The Book of Deuteronomy emphasizes that worship in general, and the sacrifices in particular, can no longer be performed in sanctuaries throughout the land, but must instead be centralized and moved to one location.  That location will later become Jerusalem and its Temple.  “When you cross the Jordan and settle in the land that the Lord your God is allotting to you, and He grants you safety from all your enemies around you and you live in security, then you must bring everything that I command you to the site where the Lord your God will choose to establish His name: your burnt offerings and other sacrifices…” (Deuteronomy 12: 10-11)

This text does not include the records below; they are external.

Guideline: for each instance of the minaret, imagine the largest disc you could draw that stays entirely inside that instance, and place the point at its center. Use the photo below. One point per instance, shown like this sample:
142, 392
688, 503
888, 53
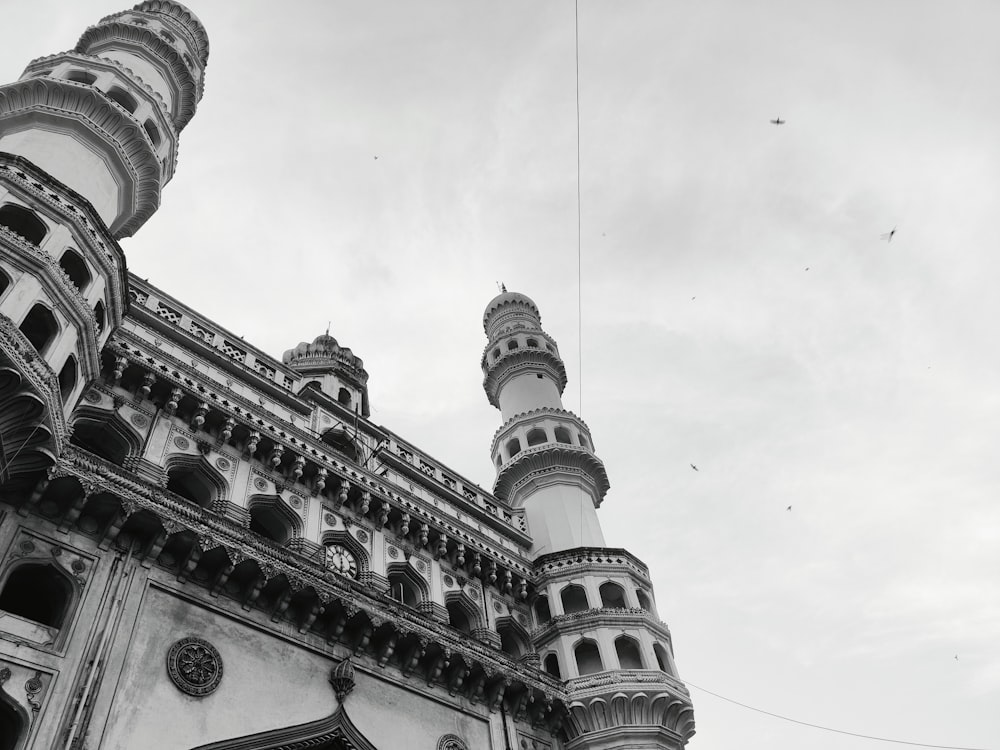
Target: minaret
543, 453
87, 140
596, 625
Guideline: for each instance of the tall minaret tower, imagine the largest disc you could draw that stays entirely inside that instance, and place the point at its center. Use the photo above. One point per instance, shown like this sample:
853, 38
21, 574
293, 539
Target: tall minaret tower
596, 625
88, 138
544, 454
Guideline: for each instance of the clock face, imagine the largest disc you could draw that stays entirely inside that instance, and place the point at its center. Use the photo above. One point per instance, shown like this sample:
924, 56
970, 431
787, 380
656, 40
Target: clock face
341, 560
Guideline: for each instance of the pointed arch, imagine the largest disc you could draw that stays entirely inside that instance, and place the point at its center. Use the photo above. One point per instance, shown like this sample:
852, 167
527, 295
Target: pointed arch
335, 732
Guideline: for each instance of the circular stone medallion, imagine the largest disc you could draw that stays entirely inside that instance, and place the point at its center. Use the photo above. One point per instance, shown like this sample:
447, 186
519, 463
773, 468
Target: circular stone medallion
194, 666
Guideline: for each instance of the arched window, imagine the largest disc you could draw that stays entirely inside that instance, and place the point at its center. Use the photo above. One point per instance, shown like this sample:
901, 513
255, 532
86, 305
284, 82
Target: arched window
122, 97
99, 316
542, 612
574, 599
552, 666
341, 442
152, 131
23, 222
628, 653
39, 327
37, 591
404, 589
67, 377
75, 268
662, 660
536, 436
513, 447
588, 658
268, 520
11, 726
612, 596
192, 483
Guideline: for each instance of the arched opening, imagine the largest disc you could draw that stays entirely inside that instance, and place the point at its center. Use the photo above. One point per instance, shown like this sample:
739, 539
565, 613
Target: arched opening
67, 377
122, 97
341, 442
574, 599
612, 596
39, 327
81, 76
152, 131
11, 726
24, 222
459, 616
551, 664
662, 660
542, 612
404, 589
512, 641
513, 447
191, 483
629, 656
267, 519
536, 436
75, 268
108, 438
99, 316
37, 591
588, 658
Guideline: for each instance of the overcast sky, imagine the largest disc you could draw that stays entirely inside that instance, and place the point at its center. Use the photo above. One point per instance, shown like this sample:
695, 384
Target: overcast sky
740, 311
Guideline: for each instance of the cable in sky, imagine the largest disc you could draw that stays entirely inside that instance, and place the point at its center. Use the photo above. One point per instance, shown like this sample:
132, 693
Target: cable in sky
831, 729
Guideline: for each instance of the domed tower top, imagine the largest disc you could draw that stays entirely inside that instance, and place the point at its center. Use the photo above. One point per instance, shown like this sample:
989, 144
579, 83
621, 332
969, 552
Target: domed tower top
334, 368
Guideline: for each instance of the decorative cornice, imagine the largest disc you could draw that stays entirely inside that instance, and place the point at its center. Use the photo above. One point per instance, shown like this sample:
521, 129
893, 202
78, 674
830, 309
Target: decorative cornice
513, 363
106, 119
548, 458
189, 87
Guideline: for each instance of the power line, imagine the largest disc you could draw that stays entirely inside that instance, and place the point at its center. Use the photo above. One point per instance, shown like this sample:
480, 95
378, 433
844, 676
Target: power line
831, 729
579, 208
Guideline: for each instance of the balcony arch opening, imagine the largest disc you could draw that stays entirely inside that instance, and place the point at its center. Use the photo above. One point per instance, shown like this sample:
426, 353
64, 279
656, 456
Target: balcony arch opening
612, 596
75, 268
542, 612
67, 377
551, 665
536, 436
120, 96
81, 76
23, 222
574, 599
588, 658
39, 327
38, 591
629, 656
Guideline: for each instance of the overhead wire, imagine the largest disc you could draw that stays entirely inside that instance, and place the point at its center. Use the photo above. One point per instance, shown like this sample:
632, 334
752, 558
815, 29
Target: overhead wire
832, 729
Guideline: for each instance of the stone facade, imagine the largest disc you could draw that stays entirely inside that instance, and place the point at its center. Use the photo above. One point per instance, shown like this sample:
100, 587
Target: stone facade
202, 546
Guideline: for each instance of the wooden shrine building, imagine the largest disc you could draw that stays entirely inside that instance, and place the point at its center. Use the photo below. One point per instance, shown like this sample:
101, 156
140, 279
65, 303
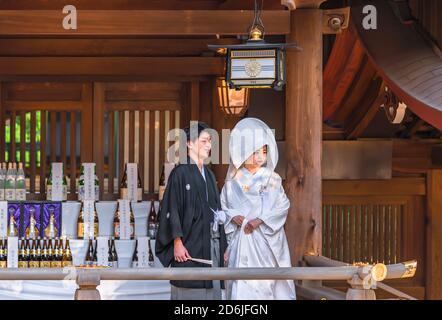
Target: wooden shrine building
358, 123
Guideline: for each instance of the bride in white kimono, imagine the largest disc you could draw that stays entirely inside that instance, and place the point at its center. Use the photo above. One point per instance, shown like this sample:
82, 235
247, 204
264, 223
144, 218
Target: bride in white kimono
256, 208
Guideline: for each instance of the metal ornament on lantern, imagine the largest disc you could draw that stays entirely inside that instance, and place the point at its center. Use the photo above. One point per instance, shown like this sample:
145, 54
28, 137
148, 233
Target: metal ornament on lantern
232, 102
256, 63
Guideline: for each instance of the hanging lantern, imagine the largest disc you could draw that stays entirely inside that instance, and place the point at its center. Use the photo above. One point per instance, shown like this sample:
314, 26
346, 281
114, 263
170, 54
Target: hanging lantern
233, 102
255, 64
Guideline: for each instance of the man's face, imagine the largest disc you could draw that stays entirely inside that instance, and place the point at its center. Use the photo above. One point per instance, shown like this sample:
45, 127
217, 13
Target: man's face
201, 147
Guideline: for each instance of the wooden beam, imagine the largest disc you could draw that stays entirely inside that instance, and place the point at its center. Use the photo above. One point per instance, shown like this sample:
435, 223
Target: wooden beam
74, 47
303, 134
367, 109
306, 4
121, 66
42, 105
162, 105
194, 100
109, 5
393, 187
139, 22
87, 124
2, 124
434, 236
98, 132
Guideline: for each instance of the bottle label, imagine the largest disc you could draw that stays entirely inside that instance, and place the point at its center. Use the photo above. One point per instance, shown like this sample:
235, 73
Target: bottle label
143, 252
151, 230
102, 251
9, 194
90, 227
132, 182
49, 192
161, 192
12, 252
65, 192
3, 218
20, 194
66, 263
117, 229
124, 214
89, 181
80, 227
57, 193
95, 230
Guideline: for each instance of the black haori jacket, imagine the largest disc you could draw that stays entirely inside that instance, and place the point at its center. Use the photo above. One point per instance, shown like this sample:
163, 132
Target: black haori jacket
186, 213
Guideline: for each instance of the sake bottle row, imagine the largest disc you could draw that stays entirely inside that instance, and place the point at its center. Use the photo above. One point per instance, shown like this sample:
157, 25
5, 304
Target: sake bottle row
123, 222
39, 253
12, 182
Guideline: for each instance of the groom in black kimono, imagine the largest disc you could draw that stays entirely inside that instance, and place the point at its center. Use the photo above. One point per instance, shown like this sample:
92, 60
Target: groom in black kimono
190, 225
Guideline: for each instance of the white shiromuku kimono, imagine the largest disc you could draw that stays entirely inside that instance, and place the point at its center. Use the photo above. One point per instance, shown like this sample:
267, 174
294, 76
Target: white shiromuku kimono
262, 196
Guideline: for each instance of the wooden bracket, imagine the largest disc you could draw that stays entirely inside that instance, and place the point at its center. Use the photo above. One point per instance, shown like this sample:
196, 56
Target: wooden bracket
335, 20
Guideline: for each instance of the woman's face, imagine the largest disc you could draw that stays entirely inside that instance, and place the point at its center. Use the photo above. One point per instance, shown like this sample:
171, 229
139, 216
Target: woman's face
258, 158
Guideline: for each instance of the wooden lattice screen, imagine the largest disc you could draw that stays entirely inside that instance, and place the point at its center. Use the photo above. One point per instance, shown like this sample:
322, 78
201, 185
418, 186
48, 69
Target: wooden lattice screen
135, 120
43, 123
376, 228
363, 232
106, 123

Why would the one God need to be confined to this one place?  Moreover, how can God be confined to one location?  Historians and scholars have puzzled over this law, frequently repeated throughout Deuteronomy.  Biblical scholars suggest that the reasons for this law are political.  In their view it was written during a time when Israel’s leaders wanted to centralize worship, and power, in the capital.  Moses Maimonides, on the other hand, argues that sacrifice is an inferior form of worship.  Prayer is therefore the ideal.  Over time Jewish law works to limit sacrifice.  Deuteronomy is therefore a step in this educational process.  Before eliminating sacrifice entirely, it is limited and confined to Jerusalem's Temple.  Sacrifices can only be performed in this one location.

Sefer HaHinnukh, a medieval commentary, offers an interesting explanation.  It suggests that a sanctuary can only inspire people if it is unique and unparalleled.  When we can do something anywhere and everywhere it loses its power and grip over our lives.  This is of course why the Western Wall is such a powerful place and why it holds greater meaning to far more Diaspora Jews than Israeli Jews.  For us it is a place of pilgrimage.  Because we can only visit it infrequently it gains power.      

Yet, with the destruction of the Temple in the second century, Judaism became purposefully decentralized.  Many rituals were moved to the home.  Each and every home became a sanctuary and is called by our tradition, mikdash maat, a small sanctuary.  The sanctuary became not so much about location but instead about experience.  Place became secondary to time.  This is how Judaism remains.  We mark as holy, days. 
    
The Israeli songwriters Eli Mohar and Yoni Rechter capture this sentiment when singing about Tel Aviv, a city that a mere 100 years ago was only a patch of sand. 

My God—here we have no Wall, only the sea.
But since you seem to be everywhere
you must be here too.
So when I walk here along the beach
I know that you are with me
and it feels good.
And when I see a tourist
beautiful and tanned
I look at her not only for myself, but also for you
because I know that you are in me
just as I am in you
and maybe I was created
so that from within me you can see
the world you created
with new eyes.

In Tel Aviv there are no ancient walls.  And yet this city is also holy becomes it teems with renewed Jewish life.  Thus, wherever we might find ourselves we mark Shabbat as holy.  This is why the Sabbath day is called by Abraham Joshua Heschel, a sanctuary in time.